- IATA: none; ICAO: K11R; FAA LID: 11R;

Summary
- Airport type: public
- Owner: City of Brenham
- Location: Brenham, Texas
- Opened: October 1965
- Time zone: Central Time Zone (UTC−06:00)
- • Summer (DST): Central Daylight Time (UTC−05:00)
- Elevation AMSL: 318 ft / 97 m
- Coordinates: 30°13′08″N 96°22′27″W﻿ / ﻿30.21889°N 96.37417°W
- Website: www.cityofbrenham.org/city_government/departments/airport/index.php

Map
- Brenham Municipal Airport

Runways
| Direction | Length |  | Surface |
| ft | m |
| 16/34 | 6,003 | 1,830 | Asphalt |

Statistics (2023)
- Based aircraft: 59
- Aircraft operations: 76/day

= Brenham Municipal Airport =

Municipal airport in Brenham, Texas

The Brenham Municipal Airport is an airport serving the city of Brenham and the greater Washington County area. The airport is owned and operated by the City of Brenham. There is a diner in the airport's terminal named Dreamliner Diner, though it has historically gone in and out of business and is currently closed.

== History ==

The City of Brenham began construction on the Brenham Municipal Airport in 1964, building a basic runway, apron, and taxiway. Thanks to further funding from the Federal Aviation Administration (FAA) and the city, a terminal and hangar building were added the following year. Over the years, upgrades and maintenance were underwent, mostly funded by the FAA and Texas Department of Transportation (TxDOT) and its predecessor agencies.

Since 1997, seven private hangars have been built at the airport.

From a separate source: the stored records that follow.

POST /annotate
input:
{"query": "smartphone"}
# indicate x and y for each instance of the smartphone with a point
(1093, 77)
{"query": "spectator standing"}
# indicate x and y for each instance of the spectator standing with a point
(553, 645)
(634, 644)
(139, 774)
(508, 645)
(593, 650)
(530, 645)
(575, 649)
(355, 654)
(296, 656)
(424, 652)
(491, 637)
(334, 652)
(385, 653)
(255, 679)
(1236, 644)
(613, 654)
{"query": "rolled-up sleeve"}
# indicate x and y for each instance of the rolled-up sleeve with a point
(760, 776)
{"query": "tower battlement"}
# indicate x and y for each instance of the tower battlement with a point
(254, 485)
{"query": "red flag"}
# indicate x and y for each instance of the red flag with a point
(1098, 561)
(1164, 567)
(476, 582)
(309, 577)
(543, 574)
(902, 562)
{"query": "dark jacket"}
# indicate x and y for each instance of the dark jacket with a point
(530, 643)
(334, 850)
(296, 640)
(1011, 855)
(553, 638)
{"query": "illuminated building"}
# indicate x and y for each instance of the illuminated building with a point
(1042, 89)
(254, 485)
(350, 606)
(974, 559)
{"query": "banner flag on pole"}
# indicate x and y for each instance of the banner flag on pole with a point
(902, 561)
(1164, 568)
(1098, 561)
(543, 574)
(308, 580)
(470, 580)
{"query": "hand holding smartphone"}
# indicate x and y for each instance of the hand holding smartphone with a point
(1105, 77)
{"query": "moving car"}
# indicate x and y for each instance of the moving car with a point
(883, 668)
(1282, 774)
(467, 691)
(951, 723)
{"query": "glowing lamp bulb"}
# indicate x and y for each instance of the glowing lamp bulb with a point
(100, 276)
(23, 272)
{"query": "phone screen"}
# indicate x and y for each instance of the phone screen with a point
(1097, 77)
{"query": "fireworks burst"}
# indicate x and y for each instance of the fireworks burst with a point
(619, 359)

In the early 2000s, a new terminal was constructed thanks to a grant from TxDOT. This terminal included facilities for the fixed-base operator (FBO), and under the agreement with the FBO a restaurant was included in the construction. This restaurant became the Southern Flyer Diner, a 1950s-styled diner, and eventually became a tourist destination for aviators and non-aviators alike. Southern Flyer Diner was a popular destination for a $100 hamburger - a restaurant an amateur pilot will use as an excuse to fly, and spend a large amount on fuel in the process.

Due to the COVID-19 pandemic and decreased traffic at the airport, Southern Flyer Diner permanently closed in August 2020. A new restaurant opened in its place in December 2021, called Dreamliner Diner. A year later, Dreamliner Diner closed. The city plans to re-open the restaurant in the future, but has not yet done so as of 2025.

== Services ==
The airport has two fixed-base operators, Brenham Aviation and Aviators Plus. Brenham Aviation is operated by the city and provides fuel, lounge, and transportation services. Aviators Plus is privately owned and provides fuel, lounge, transportation, maintenance, and repair services.